Angela Merkel et Nicolas Sarkozy en conférence de presse lors du sommet européen
Angela Merkel et Nicolas Sarkozy en conférence de presse lors du sommet européen - © BELGA PHOTO BENOIT DOPPAGNE

"Les gestes et expressions ridiculisant notre pays ne sont pas opportuns", a estimé lundi le ministre italien des Affaires étrangères Franco Frattini, interrogé sur les sourires entendus du président français Nicolas Sarkozy à propos de l'Italie dimanche à Bruxelles.

"Le président Sarkozy aspire évidemment fortement à une composante française au sein du directoire de la BCE (Banque centrale européenne) et aurait peut-être désiré que (Lorenzo) Bini-Smaghi soit retiré d'autorité", a déclaré le ministre.

Nicolas Sarkozy "sait que cela n'est pas possible et par conséquent chercher à ridiculiser notre pays par des gestes et des expressions n'est pas opportun", a-t-il affirmé.

Paris avait soutenu la candidature de Mario Draghi pour prendre la tête de la BCE et attendait en retour que Lorenzo Bini Smaghi cède son poste au sein du directoire de l'institut monétaire de Francfort à un Français afin que la France ne se retrouve pas sans représentant.

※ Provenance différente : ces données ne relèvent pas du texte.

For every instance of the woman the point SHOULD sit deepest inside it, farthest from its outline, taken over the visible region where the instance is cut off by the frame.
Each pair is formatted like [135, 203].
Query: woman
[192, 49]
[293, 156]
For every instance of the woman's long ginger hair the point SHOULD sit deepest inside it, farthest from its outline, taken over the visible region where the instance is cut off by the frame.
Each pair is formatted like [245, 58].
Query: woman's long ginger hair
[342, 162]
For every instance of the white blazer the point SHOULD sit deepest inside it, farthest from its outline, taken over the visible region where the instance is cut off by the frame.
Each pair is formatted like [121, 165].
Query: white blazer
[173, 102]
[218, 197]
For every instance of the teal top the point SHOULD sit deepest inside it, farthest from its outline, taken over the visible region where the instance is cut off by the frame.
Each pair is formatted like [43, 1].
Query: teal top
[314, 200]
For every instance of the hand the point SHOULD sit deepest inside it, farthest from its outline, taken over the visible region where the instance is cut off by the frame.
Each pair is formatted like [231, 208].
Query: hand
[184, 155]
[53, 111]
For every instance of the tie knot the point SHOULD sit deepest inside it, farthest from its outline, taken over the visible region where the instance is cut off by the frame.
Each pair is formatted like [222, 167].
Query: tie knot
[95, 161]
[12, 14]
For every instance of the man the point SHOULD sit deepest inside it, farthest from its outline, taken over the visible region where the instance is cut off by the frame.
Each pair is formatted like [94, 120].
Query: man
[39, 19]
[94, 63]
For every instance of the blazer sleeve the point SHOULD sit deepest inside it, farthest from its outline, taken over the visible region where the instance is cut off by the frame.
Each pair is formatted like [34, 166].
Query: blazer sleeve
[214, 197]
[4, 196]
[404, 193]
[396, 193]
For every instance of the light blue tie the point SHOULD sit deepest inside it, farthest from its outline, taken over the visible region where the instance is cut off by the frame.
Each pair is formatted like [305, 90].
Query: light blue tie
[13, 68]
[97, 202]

Mais le refus de celui-ci de démissionner au nom de "l'indépendance" de la BCE a agacé Paris alors que l'Italie est déjà sous la pression de ses partenaires européens qui doutent de la capacité du gouvernement de Silvio Berlusconi à maintenir ses finances publiques sous contrôle.

Dimanche, au cours d'une conférence de presse conjointe, Nicolas Sarkozy et la chancelière allemande Angela Sarkozy ont tous deux réagi par des sourires amusés et complices à une question sur le fait de savoir si Silvio Berlusconi les avait rassurés quant à la capacité de l'Italie à tenir ses engagements de réduction du déficit.